Story

    Paraplegic Woman Climbs El Cap During Government Shutdown

    Vanessa François during the climb of the Zodiac route of El Cap. Image courtesy of Nicolas Hairon.

    Vanessa François arrived at California’s Yosemite National Park several weeks ago after a year and a half of preparation, ready to climb El Capitan. What she encountered upon reaching the park was not an easy beginning to the finitely-planned expedition, but rather a government shutdown that had closed Yosemite.

    For 41-year-old François, who has been climbing for more than 15 years and traveled to the states from Chamonix, France specifically to climb El Cap, the news was devastating. Given the amount of money along with the extensive planning that went into hopefully making the climb a reality, François and her team were determined to find a way to make it work.

    “We had been planning this, but when we arrived on Monday and we heard there was a shutdown, we didn’t know what to do,” she said. “We went to the park and saw that it was possible to get through, and not dangerous, so we still wanted to do it. It was a lot of work [planning] and a lot of money spent.”

    But her story goes far beyond simply figuring out a way to climb during the shutdown.

    On April 29, 2010, François was climbing a route on the south face of Aiguille du Midi—a mountain in the Mont Blanc massif in the French Alps—when she was struck from above by a large chunk of ice.
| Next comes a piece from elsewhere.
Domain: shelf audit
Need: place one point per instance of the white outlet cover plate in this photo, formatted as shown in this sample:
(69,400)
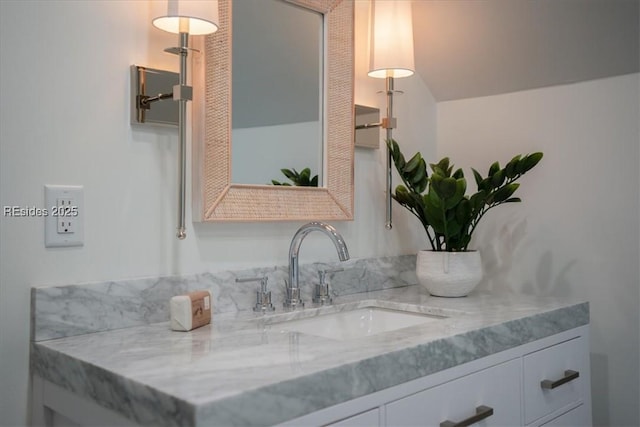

    “…a huge snow cube fell onto my back,” she recalled. “I felt immediately that [my legs] loosened. I didn’t black out.”

    The incident left François without the use of her legs.

    On top of adjusting to a new life as a paraplegic, she made plans to climb again. François said she was first inspired to climb El Cap by conversations she had with friends and other climbers mere months after her accident. She was able to help form a team of climbers who both had the time to train and had hopes to one day climb the giant wall as well.

    François said to prepare for the trip, she climbed indoors twice a week, cycled or nordic skied twice a week, as well as completed a trip in Verdon with the team where they did a two-day ascent.

    Check out the video below of François and the team training last fall for El Cap.

    She said aside from the training, the difficulty was simply deciding whether or not to actually go through with the El Cap trip. She knew much of the work would be reliant upon the strength of her climbing partners, as they would be the ones carrying her at several points.

    But despite her fears as well as the government shutdown’s temporary closure of the park, the team—comprised of two-time world climbing champion Liv Sansoz, French military high mountain team member Marion Poitevin, and climber Fabien Dugit—was successful in climbing the Zodiac route of El Cap, reaching the summit on October 12.

    To put François’ upper body strength into perspective, the five-day, four-night climb, with descent beginning on the sixth day, required her to perform more than 4,000 pull-ups.

    As for why she keeps climbing, regardless of the challenges along the way, she said, “I like sports [like this] because of the beauty and the power it gives.”

    As for the future, she said she does not have any high-profile climbs planned as of yet, but rather focused on taking some time to relax in California following the El Cap expedition.

    “Not only did Vanessa overcome her physical disability on the wall and deal with the challenges of travel and expenses following a year and a half of training and planning, she unexpectedly had to plead with park rangers just to get into the park,” Allon Cohne, Polartec Global Director of Marketing, said in a news release. “We’re very happy she has realized her dream despite the government shutdown.”